Die Klägerin ist die Vertriebsgesellschaft der L Media Group, neben der T2 AG, der K Gruppe, der H-Gruppe und der J-Gruppe einer der fünf größten deutschen Verlagshäuser. Die L Media Group ist im deutschen Markt Marktführer im Bereich Programm- und Frauenzeitschriften. Der Umsatz betrug 2009 2.107 Mio. €. Der Marktanteil am gesamten Pressemarkt beläuft sich auf 15 %.

Bei dem Beklagten handelt es sich um die bundesweite Vereinigung von Presse-Grossisten. Ihm gehören alle verlagsunbeteiligten Presse-Grossisten an, die also weder direkt noch indirekt mit überregionalen Verlagen oder Lieferanten verbunden sind. Neben 55 verlagsunbeteiligten Presse-Grossisten gibt es 15 weitere Grossisten, an denen Verlage beteiligt sind.

Ein verlagsbeteiligter Grossist ist die O GmbH (O), die der L Media Group konzernangehörig ist.

In Deutschland werden nahezu alle Zeitungen, Zeitschriften und sonstigen Publikationen des typischen Zeitschriftensortiments im sog. Presse-Grosso über die Verlage, Vertriebsgesellschaften und Nationalvertriebe an die Presse-Grossisten und von diesen an den Einzelhandel geliefert. Ausgenommen hiervon ist lediglich der Bahnhofsbuchhandel sowie der Abonnoment-Vertrieb und die Belieferung von Lesezirkeln. Die Klägerin verhandelte in der Vergangenheit Handelsspannen mit dem Verband der Bahnhofsbuchhandlungen.

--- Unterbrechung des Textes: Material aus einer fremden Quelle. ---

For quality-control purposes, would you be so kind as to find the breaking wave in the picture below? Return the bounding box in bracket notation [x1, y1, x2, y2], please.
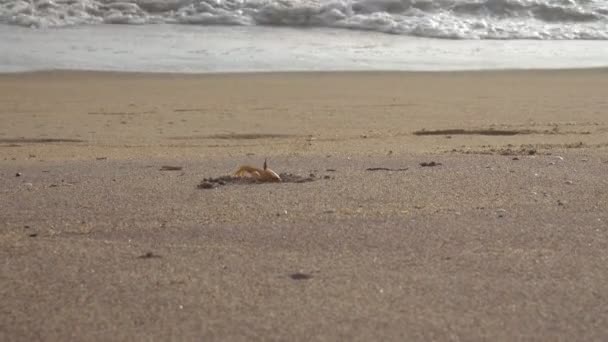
[0, 0, 608, 40]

Kennzeichnend für das Presse-Grosso sind das Dispositionsrecht der Verlage, also das Recht der Verlage, das Sortiment der Presseerzeugnisse eigenständig zu gestalten und die Abnahmeverpflichtung der Presse-Grossisten, das Remissionsrecht des Handels, also das Recht der Einzelhändler und der Presse-Grossisten, die nicht verkauften Exemplare wieder an die Verlage gegen Erstattung des Preises zurückzugeben, die Neutralitätspflicht, also die Pflicht der Presse-Grossisten, alle Verlagserzeugnisse im Zugang zum Markt gleich und diskriminierungsfrei zu behandeln sowie das in § 30 GWB geregelte Preisbindungsrecht der Verlage für den Endverkauf. Die Preisbindung gilt nur für den Endverkaufspreis, nicht aber für die Preisbildung zwischen Verlagen und Presse-Grossisten (Handelsspannen).

Im Presse-Grosso sind die Presse-Grossisten ihrerseits berechtigt, über die Auswahl der Lieferungen an den Einzelhandel zu disponieren.

Eine Besonderheit des Presse-Grosso ist die Herausbildung von Gebietsmonopolen für die einzelnen Presse-Grossisten entsprechend der Gebietskarte (Anlage K 6), mit Ausnahme von vier Grossogebieten, u.a. E und F, wo jeweils zwei Presse-Grossisten (sog. Doppel-Grosso) tätig sind. Die Presse-Grossisten gewähren danach untereinander absoluten Gebietsschutz. Diese Gebietsmonopole sind 1972 festgelegt und seither bis 2009 allseits, einschließlich der Klägerin bzw. ihrer Rechtsvorgänger, einvernehmlich praktiziert worden.

Die Vertragsbeziehungen zwischen Verlagen und Presse-Grossisten werden neben den Lieferungs- und Zahlungsbedingungen der Verlage sowie den Preisbindungsvereinbarungen mit den Verlagen geregelt durch Branchenbestimmungen, nämlich KVM "Koordiniertes Vertriebsmanagement" (Anlage B 27), MBR "Marktgerechte Bezugsregulierung" (Anlage B 28), KR "Körperlose Remission" (Anlage B 29) sowie u.a. der EHASTRA, einer von den Presse-Grossisten ständig aktualisierten Vollerhebung des Presse führenden Einzelhandels.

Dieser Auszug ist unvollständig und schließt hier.